停机坪上,一架F-5F双座战斗教练机已经完成了起飞前的例行检查,静静停在那里等待出动。
这型飞机是美方提供给台湾的最新一批装备,技术先进,单架成本约为550万美元,是台军空军当时核心训练机型之一,也是黄植诚最为熟悉的机型之一。
黄植诚走向停机坪,身后跟着当天的搭档——中尉飞行员许秋麟。
两人即将执行一次例行的仪表飞行训练科目,在飞行计划单上,这是一次再普通不过的训练任务,没有任何特殊标注。

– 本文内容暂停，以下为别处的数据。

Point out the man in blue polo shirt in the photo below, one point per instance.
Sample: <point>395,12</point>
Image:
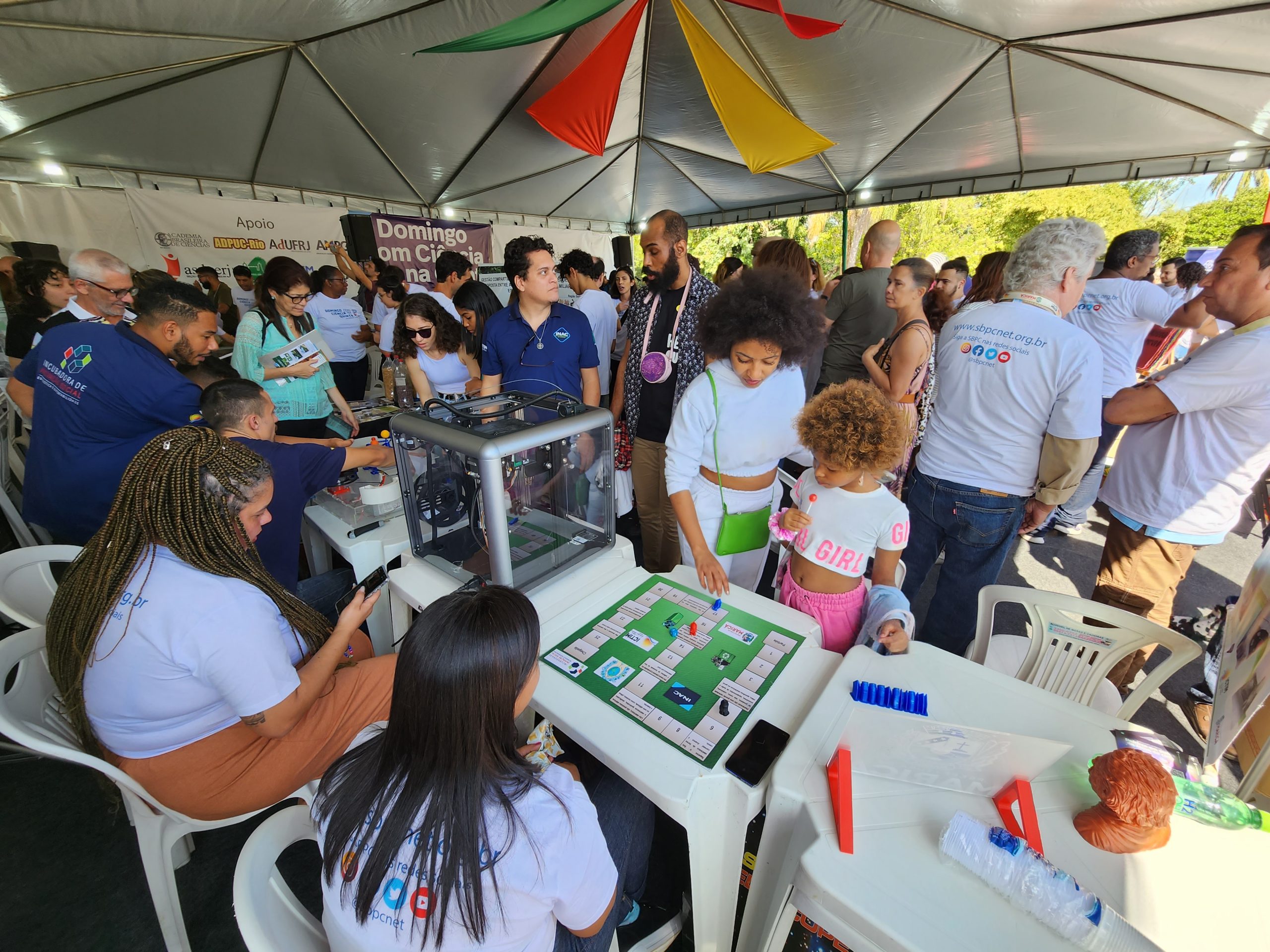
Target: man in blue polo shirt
<point>97,394</point>
<point>241,409</point>
<point>536,345</point>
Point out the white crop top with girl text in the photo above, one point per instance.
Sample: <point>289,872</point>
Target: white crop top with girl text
<point>847,529</point>
<point>755,424</point>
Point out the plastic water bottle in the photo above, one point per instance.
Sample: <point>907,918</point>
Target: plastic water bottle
<point>400,393</point>
<point>1217,808</point>
<point>1033,884</point>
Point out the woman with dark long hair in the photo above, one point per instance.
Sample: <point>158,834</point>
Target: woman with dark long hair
<point>183,662</point>
<point>42,289</point>
<point>475,302</point>
<point>431,343</point>
<point>898,365</point>
<point>303,391</point>
<point>440,831</point>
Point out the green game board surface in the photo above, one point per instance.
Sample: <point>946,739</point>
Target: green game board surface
<point>636,678</point>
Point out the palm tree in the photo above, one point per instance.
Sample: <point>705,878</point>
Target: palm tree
<point>1249,178</point>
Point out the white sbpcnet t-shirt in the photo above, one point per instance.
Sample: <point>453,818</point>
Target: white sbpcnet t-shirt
<point>1009,375</point>
<point>1118,314</point>
<point>601,313</point>
<point>338,319</point>
<point>566,875</point>
<point>1192,473</point>
<point>201,653</point>
<point>847,529</point>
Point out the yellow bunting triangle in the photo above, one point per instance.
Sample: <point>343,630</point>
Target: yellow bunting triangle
<point>767,135</point>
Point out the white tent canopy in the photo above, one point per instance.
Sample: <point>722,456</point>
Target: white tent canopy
<point>922,98</point>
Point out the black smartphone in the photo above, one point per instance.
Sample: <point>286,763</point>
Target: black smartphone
<point>371,583</point>
<point>758,752</point>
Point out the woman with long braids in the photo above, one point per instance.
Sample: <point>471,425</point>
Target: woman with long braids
<point>183,662</point>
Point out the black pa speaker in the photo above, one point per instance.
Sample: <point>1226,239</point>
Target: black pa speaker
<point>623,255</point>
<point>35,249</point>
<point>359,237</point>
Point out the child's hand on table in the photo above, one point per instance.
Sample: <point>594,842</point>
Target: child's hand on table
<point>893,638</point>
<point>795,520</point>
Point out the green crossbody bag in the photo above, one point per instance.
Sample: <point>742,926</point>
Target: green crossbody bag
<point>738,532</point>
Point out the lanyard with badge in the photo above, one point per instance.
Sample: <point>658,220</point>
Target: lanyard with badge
<point>1034,300</point>
<point>654,366</point>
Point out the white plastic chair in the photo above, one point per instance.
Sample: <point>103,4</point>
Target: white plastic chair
<point>1070,658</point>
<point>270,916</point>
<point>31,714</point>
<point>27,584</point>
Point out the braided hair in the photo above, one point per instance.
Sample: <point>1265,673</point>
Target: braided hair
<point>183,490</point>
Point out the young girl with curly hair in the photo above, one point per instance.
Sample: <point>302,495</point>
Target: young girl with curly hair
<point>842,515</point>
<point>736,420</point>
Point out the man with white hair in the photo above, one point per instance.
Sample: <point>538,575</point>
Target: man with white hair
<point>103,289</point>
<point>1014,427</point>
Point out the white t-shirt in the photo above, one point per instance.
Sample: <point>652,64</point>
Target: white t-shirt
<point>338,319</point>
<point>246,300</point>
<point>1118,313</point>
<point>566,875</point>
<point>380,314</point>
<point>601,311</point>
<point>1009,375</point>
<point>756,425</point>
<point>201,653</point>
<point>1192,473</point>
<point>847,529</point>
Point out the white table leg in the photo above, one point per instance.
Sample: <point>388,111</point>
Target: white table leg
<point>717,844</point>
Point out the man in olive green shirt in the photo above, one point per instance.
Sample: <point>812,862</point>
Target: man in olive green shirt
<point>858,315</point>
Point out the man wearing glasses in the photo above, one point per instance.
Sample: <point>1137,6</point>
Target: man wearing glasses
<point>1118,309</point>
<point>536,345</point>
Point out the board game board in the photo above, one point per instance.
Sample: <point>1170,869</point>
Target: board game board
<point>697,690</point>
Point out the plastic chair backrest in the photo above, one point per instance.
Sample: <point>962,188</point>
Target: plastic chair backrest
<point>1067,655</point>
<point>270,916</point>
<point>27,584</point>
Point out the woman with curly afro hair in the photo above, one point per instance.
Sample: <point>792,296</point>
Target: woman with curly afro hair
<point>842,515</point>
<point>736,422</point>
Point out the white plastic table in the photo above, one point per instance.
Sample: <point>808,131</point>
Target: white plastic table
<point>711,805</point>
<point>323,531</point>
<point>1206,889</point>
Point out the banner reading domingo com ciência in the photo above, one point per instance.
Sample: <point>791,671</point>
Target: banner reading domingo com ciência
<point>181,233</point>
<point>413,244</point>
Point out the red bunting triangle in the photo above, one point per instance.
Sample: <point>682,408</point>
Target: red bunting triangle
<point>802,27</point>
<point>579,108</point>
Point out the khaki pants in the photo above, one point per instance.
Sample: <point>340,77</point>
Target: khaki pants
<point>657,524</point>
<point>237,771</point>
<point>1140,574</point>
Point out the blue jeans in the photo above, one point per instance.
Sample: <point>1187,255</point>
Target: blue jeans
<point>976,532</point>
<point>627,821</point>
<point>1075,511</point>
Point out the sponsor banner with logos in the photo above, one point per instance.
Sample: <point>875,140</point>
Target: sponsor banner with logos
<point>181,233</point>
<point>413,244</point>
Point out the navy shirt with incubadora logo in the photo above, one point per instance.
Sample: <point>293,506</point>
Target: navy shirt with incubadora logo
<point>568,348</point>
<point>101,394</point>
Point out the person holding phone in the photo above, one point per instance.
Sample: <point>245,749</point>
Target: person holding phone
<point>243,412</point>
<point>304,394</point>
<point>182,662</point>
<point>437,833</point>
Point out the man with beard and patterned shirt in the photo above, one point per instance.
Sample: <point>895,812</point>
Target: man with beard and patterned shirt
<point>661,358</point>
<point>98,393</point>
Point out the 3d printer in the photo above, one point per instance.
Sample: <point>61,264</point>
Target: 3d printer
<point>531,475</point>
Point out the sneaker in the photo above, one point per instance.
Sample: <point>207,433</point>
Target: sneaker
<point>653,930</point>
<point>1070,530</point>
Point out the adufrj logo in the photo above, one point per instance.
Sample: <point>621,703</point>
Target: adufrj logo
<point>75,359</point>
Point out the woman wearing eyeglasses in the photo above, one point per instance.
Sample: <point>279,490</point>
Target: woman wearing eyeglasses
<point>432,346</point>
<point>304,393</point>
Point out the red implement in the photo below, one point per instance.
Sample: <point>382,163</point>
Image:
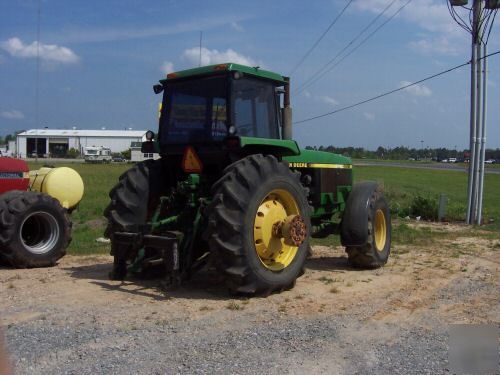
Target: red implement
<point>13,175</point>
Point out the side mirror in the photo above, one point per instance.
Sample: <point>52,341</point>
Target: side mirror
<point>157,88</point>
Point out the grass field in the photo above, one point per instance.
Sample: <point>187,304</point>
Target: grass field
<point>400,186</point>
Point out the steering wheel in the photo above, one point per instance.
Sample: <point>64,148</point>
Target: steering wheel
<point>245,129</point>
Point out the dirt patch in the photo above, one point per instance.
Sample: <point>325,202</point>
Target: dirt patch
<point>423,288</point>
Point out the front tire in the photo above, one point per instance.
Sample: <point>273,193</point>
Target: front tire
<point>375,252</point>
<point>35,230</point>
<point>254,195</point>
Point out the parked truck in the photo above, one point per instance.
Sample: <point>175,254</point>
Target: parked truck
<point>97,154</point>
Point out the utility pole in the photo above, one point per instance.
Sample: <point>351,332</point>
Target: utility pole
<point>480,15</point>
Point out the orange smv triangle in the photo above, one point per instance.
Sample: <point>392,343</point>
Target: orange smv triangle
<point>191,163</point>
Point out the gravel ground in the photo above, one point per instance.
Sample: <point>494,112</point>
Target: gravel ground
<point>70,319</point>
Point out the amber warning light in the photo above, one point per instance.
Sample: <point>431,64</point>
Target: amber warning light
<point>191,163</point>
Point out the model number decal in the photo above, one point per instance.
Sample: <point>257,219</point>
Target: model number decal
<point>10,175</point>
<point>320,165</point>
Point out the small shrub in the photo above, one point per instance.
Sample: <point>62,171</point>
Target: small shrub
<point>326,280</point>
<point>234,306</point>
<point>425,207</point>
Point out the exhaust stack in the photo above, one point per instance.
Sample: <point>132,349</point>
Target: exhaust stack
<point>287,112</point>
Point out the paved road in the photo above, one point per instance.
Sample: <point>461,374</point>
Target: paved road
<point>416,165</point>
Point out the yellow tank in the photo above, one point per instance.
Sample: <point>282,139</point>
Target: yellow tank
<point>63,184</point>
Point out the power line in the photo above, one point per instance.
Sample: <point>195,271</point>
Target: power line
<point>370,24</point>
<point>315,79</point>
<point>393,91</point>
<point>320,38</point>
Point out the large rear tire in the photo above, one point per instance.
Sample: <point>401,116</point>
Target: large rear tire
<point>35,229</point>
<point>133,199</point>
<point>254,195</point>
<point>375,252</point>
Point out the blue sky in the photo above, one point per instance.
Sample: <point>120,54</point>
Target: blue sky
<point>99,61</point>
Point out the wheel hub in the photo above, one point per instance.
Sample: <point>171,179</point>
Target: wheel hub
<point>293,229</point>
<point>278,230</point>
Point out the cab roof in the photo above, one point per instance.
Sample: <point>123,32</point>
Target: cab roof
<point>227,67</point>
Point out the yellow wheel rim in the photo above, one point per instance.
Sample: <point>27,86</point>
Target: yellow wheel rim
<point>380,230</point>
<point>274,252</point>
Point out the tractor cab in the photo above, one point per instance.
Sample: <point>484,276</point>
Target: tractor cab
<point>208,104</point>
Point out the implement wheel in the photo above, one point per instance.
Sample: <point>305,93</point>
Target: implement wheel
<point>375,252</point>
<point>34,229</point>
<point>259,225</point>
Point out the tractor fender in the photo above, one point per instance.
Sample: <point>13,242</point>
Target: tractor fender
<point>354,225</point>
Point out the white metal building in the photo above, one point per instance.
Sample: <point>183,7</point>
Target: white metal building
<point>57,142</point>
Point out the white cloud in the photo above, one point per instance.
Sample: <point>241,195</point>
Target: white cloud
<point>12,115</point>
<point>329,100</point>
<point>92,35</point>
<point>369,116</point>
<point>167,67</point>
<point>236,26</point>
<point>213,56</point>
<point>48,52</point>
<point>441,45</point>
<point>431,16</point>
<point>417,90</point>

许秋麟在起飞前照例检查了一遍飞行计划单,一切看起来与往常没有任何区别。
他系好头盔,爬进后座,做完起飞前的各项准备动作,等待黄植诚发出起飞指令。
黄植诚坐进前座,戴好头盔,完成了起飞前的全套检查程序。
发动机轰鸣声响起,飞机滑出停机位,沿着滑行道向跑道尽头驶去。
塔台传来起飞许可,黄植诚推动油门,飞机加速,离地,爬升,刺入云层,进入预定航线。
一切看起来与往常的训练任务没有任何不同。
然而飞了没多久,许秋麟盯着导航仪,发现了不对劲。
航线在悄悄偏移,偏移的方向,朝着台湾海峡对岸。
他反复确认了一遍仪表数据,确认自己没有看错,随即在机舱内开口:"航线不对,这不是训练航线。"
黄植诚没有回答。
许秋麟的声音提高了几分:"黄校长,你要去哪里?"
沉默持续了几秒,黄植诚才开口,声音平静:"你不用跟我去。"
许秋麟当即明白了眼前的情况,他在机舱内表明,自己不愿意前往大陆。
此时飞机的燃油储量已经开始减少,继续飞行的时间窗口越来越窄。
黄植诚没有强行带人同行,将飞机掉头飞向马祖岛空域,在确认许秋麟已安全跳伞落地之后,他独自转向西北方向,压低飞行高度,穿越台湾海峡,于当日上午平稳降落在福州义序机场。
整个过程干净利落,没有任何意外。
飞机停稳的那一刻,跑道两侧已经站满了人。机场的工作人员跑上前来,其中一人大声问:"是黄植诚同志吗?"
黄植诚从座舱里爬出来,站在跑道上,点了点头:"是我。"
这一落地,在两岸都掀起了巨大的波澜。
台湾方面,这起事件被视为重大安全失察,国防部长随即引咎辞职,台军空军系统随后展开了大规模的思想整肃与人事清查,波及范围相当广泛。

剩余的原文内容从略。